Myth #4: I am not good with numbers
This fact of low self confidence in own abilities is a defining trait among women globally. Wells Fargo Investment Institute conducted a study a year ago (Aug 2016) which showcases the fact that women have less confidence in their investing skills than men even though the same study shows that the results of women investing show a lower variability than men. And even if you think you are not good with numbers, there isn’t much of mathematical ability required while investing.
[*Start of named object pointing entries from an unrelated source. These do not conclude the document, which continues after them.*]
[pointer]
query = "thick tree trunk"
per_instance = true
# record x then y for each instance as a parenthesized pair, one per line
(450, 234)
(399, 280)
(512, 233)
A bit of common sense and basic tracking will get the job done far better than any complex calculations.
Myth #5: I would rather spend my money than wait to spend it
In this era of social media, where every breath and every event is splashed online to reactions from all around the world in a jiffy, instant gratification has surely spread like a bug. This impulse shows itself in our financial matters as well. The temptation to spend money instantly enough on something as lucrative as a holiday is far stronger than figuratively locking your money and patiently watching as it takes the hits of the market or even as it grows at a distance from you. However, if you are able to instill the discipline of squirreling away and investing small sums of money every month, it will become an effortless habit that will yield rich gains.
Myth #6: Cash in accounts and deposits better is than taking risk
Yes, market investments are subject to risk. But, in an era where we have learnt to live with far bigger risks like coronavirus, falling bridges, terrorist attacks and the likes why would you not invest? Each and every act that we do in life comes with an element of risk and investing is no different. However, if done with some research and care, investing does hold out the possibility of enough benefit to counter the risk.
Myth #7: I don’t have the time to invest
For a lot of people fearful of entering the markets, investing in equities means constantly being online ready to click on the “buy” or “sell” buttons, the minute some hot news or tip makes itself known. However, a number of studies show that one cannot time the market and trying to do so comes with its own costs – higher brokerage costs with more frequent trades and higher short-term capital gain taxes to pay when you trade within an year. A far more fruitful and prudent approach with respect to time and returns is to invest in good quality mutual funds with a long term horizon of atleast 3 years which will help weather the shocks and better enjoy the gains from the market movement which all require mostly a one-time initiative and can be done quickly enough. One of the points of inertia which often becomes a reason for women to keep delaying this matter is also account opening and just starting the whole process. That is where online services like Moneyfront ensure you don’t need to set any appointments but with a few basic documents can start the process, sitting at your home.
On this Woman’s Day, you have the power to make your contribution to this movement of empowering women. Start your journey or initiate a woman in your life to get over the fear and just gradually ease into the wonderful world of investing.